Rilanciamo l’impegno di Arcigay, e chiediamo alle altre forze del movimento di confrontarsi con noi su questo, a partire da una rilettura di una nostra storica parola d’ordine: l’uguaglianza giuridica delle persone lgbt è il faro della nostra azione e l’incipit della piattaforma politica che abbiamo proposto alle altre associazioni del movimento e sottoscritto con loro.

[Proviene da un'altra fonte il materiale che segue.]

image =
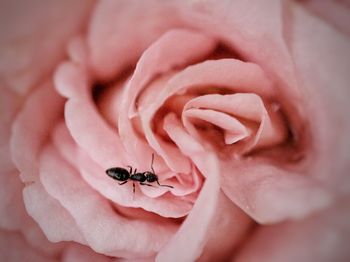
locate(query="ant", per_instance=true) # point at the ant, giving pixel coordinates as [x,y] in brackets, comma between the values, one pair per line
[122,174]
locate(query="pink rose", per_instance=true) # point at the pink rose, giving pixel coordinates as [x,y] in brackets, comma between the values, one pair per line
[243,105]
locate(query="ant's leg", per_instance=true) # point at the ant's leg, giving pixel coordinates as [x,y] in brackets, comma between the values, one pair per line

Negli scorsi anni abbiamo orientato la nostra azione sulla richiesta di una legge sui Pacs che, pur non comportando la piena uguaglianza di diritti, avrebbe rappresentato un passo avanti in quella direzione e dato un contributo importante alla riflessione sulla pluralità delle forme di relazione familiare. Abbiamo puntato su questo per arrivare ad un accordo, di cui abbiamo definito il limite temporale nella definizione dei programmi elettorali del 2006. Quel tempo è scaduto e l’accordo non ci ha soddisfatti. Da quel tavolo di trattativa, oggi Arcigay si alza. Lo fa non per andare più a destra, come ci chiede qualcuno, o più a sinistra, come vorrebbero altri, ma per riposizionarsi sul terreno più proprio dei movimenti, quello sociale, da cui rilanciare con fermezza la parola d’ordine della piena parità di diritti.

Noi ripartiamo da noi, dal nostro radicamento territoriale e dalle tante alleanze sociali costruite in questi anni: dal recente riassetto organizzativo che ha dato maggiore solidità all’associazione; dalla crescente emersione alla visibilità della comunità: da qui, per rilanciare nella sua interezza i contenuti della risoluzione del ’94, a partire dalla richiesta di quella sola forma di riconoscimento giuridico dell’eguaglianza civile dei nostri amori che è l’accesso all’istituto del matrimonio da parte delle coppie lesbiche e gay. Un obiettivo alto e politicamente non ottenibile nel breve periodo, ma che per noi significa lanciarci in una nuova avventura che ci avvicini a quanto sta accadendo nel resto d’Europa: condurre l’Italia a riflettere senza alibi sulla necessità di salvaguardare il principio della piena uguaglianza delle persone lgbt di fronte alla legge.